Interpelacja nr 8866

do ministra spraw wewnętrznych i administracji, ministra zdrowia

w sprawie zabezpieczenia placówek ochrony zdrowia przed cyberatakami wobec postępującej cyfryzacji i zagrożeń dla ciągłości świadczenia usług medycznych

Zgłaszający: Janusz Cieszyński

Data wpływu: 26-03-2025

Szanowny Panie Ministrze, Szanowna Pani Minister,

w dniu 8 marca 2025 roku szpital MSWiA w Krakowie padł ofiarą ataku ransomware, co spowodowało konieczność wyłączenia systemów informatycznych placówki oraz przejścia na dokumentację papierową. Część danych została zaszyfrowana, a jak przyznał dyrektor placówki dr n. med. Michał Zabojszcz, nie można wykluczyć wycieku danych pacjentów. Ten incydent jasno pokazuje, jak poważnym zagrożeniem dla funkcjonowania systemu ochrony zdrowia w Polsce są ataki cybernetyczne.
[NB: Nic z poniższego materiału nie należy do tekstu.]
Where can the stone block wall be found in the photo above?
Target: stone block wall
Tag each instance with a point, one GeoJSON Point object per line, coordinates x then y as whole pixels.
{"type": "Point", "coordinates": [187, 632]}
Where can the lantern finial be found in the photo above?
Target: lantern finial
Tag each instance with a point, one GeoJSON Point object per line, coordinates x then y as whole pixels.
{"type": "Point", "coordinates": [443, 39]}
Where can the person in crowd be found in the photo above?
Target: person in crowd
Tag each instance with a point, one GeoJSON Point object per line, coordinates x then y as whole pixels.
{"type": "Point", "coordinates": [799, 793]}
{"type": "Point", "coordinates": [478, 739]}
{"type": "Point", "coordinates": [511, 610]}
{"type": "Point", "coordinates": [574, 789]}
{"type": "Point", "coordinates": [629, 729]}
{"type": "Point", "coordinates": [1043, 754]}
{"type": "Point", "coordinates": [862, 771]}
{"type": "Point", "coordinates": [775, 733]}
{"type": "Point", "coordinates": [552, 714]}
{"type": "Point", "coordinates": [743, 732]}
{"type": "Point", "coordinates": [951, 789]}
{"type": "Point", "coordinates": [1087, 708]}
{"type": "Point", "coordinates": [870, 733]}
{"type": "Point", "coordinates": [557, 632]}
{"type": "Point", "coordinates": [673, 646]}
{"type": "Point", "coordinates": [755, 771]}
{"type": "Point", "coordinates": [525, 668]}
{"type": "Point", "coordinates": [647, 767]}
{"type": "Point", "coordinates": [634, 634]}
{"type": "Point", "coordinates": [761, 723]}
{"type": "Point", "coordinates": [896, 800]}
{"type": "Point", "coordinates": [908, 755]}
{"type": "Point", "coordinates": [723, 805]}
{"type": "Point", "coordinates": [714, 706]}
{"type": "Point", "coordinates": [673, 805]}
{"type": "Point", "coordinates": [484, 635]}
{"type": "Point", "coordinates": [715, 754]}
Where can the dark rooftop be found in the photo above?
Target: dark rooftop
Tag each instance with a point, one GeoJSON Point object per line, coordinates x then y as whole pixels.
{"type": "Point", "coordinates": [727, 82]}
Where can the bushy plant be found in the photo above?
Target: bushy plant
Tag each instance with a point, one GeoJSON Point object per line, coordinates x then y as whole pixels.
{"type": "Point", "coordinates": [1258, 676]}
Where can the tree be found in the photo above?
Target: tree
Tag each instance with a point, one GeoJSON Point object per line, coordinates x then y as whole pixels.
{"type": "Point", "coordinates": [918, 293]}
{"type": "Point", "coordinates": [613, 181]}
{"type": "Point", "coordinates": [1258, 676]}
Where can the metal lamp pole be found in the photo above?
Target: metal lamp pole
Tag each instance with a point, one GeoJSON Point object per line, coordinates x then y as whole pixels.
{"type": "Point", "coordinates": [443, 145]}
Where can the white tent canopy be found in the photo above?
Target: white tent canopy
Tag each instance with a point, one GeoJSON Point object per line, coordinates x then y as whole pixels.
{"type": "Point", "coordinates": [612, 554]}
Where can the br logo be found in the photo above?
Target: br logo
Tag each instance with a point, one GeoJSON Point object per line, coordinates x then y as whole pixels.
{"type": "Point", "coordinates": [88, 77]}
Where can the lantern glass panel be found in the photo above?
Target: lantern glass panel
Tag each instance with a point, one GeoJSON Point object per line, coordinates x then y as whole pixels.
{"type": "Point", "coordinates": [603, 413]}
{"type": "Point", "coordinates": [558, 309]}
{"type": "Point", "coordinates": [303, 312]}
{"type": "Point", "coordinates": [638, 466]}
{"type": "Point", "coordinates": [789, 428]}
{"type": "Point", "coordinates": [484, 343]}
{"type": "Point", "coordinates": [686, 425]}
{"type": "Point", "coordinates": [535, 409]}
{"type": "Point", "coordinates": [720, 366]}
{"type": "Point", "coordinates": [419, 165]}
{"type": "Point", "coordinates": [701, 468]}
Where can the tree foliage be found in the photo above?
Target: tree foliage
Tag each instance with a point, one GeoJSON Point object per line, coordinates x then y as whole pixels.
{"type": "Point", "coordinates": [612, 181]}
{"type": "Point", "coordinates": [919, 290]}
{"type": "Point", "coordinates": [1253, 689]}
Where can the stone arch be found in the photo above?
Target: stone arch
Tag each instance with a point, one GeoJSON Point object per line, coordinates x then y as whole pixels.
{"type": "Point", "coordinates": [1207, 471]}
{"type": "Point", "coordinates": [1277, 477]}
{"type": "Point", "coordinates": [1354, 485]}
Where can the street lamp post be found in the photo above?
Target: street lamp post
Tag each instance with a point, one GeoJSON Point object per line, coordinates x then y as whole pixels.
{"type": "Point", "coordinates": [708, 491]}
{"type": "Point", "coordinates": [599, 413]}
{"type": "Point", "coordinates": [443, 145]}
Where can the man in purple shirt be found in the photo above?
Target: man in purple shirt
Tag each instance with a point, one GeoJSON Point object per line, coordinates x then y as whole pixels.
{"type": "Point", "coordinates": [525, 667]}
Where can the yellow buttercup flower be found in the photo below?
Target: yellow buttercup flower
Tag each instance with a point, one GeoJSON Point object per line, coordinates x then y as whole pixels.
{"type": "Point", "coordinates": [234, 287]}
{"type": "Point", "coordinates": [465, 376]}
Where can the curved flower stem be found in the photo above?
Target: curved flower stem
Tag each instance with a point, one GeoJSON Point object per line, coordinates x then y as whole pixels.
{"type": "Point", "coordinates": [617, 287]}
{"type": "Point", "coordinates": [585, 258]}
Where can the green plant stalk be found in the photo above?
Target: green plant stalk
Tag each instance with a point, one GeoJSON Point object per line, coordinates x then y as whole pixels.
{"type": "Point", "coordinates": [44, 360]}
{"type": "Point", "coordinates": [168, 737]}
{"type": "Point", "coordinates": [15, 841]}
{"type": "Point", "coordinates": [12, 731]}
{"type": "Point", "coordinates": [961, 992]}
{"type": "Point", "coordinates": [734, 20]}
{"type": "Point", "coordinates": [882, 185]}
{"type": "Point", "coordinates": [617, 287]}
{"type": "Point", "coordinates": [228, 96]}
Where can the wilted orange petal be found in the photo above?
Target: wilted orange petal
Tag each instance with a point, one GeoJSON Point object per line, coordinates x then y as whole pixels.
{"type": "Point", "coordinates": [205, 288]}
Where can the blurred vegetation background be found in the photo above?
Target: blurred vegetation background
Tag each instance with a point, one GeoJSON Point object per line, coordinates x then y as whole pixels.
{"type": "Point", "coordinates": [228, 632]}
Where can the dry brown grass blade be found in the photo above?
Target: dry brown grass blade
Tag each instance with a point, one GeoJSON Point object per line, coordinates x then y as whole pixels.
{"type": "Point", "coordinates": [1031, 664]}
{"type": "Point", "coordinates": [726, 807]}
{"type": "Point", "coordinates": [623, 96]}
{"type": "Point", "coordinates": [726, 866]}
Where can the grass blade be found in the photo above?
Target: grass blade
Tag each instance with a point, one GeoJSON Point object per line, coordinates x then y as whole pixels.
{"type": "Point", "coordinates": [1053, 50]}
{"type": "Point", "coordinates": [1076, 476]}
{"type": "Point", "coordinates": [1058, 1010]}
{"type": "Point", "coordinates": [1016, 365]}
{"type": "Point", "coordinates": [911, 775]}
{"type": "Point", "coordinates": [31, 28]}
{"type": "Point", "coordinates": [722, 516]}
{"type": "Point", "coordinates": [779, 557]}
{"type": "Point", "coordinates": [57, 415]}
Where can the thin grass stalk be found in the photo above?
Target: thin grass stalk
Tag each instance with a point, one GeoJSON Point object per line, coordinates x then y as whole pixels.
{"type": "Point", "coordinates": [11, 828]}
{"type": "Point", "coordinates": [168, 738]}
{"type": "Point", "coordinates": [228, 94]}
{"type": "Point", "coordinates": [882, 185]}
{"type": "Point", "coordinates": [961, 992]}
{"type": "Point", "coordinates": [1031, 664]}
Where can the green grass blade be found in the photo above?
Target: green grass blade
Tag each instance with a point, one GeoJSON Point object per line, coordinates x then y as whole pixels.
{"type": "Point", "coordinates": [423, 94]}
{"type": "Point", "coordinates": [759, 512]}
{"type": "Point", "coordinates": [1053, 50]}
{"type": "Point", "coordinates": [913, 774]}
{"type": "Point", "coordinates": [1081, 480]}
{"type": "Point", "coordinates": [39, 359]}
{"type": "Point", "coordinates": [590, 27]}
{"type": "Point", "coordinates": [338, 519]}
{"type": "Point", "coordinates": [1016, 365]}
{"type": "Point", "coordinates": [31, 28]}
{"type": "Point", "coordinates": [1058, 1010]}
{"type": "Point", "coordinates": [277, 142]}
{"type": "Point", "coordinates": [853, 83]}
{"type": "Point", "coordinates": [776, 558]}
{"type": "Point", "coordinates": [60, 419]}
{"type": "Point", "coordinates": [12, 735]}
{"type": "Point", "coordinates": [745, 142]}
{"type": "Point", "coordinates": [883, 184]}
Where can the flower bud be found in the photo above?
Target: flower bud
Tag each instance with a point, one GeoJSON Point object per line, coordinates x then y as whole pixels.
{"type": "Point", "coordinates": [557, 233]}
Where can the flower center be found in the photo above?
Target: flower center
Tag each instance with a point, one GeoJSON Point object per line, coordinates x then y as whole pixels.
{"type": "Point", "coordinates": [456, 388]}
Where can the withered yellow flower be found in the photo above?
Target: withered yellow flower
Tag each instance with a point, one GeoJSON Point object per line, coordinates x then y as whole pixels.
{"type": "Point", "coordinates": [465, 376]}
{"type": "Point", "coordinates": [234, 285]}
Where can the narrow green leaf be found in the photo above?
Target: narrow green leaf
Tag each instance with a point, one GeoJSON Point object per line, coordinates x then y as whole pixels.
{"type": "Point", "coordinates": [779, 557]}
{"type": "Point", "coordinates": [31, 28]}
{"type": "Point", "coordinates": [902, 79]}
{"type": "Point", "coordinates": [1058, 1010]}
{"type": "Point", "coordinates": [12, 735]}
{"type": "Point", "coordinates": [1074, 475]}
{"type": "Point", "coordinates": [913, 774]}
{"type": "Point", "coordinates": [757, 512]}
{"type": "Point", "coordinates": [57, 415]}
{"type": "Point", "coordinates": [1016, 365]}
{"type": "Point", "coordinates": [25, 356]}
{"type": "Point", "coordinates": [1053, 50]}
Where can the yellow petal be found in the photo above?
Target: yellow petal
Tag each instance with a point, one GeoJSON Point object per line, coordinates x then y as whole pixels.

Proces cyfryzacji w ochronie zdrowia postępuje, co jest konieczne, jednak wiąże się z rosnącą liczbą wrażliwych danych pacjentów przechowywanych w formie elektronicznej i wzrostem zagrożenia atakami hackerskimi. Jednocześnie, jak wynika z wypowiedzi dyrektora szpitala MSWiA w Krakowie, placówki medyczne borykają się z niedoborem specjalistów IT oraz ograniczonymi środkami finansowymi na zapewnienie odpowiednich zabezpieczeń systemów informatycznych. Dyrektor przyznał, że miał “najlepszy system zabezpieczeń, na który go było stać”, co sugeruje, że kwestie finansowe są istotną barierą w zapewnieniu odpowiedniego poziomu cyberbezpieczeństwa.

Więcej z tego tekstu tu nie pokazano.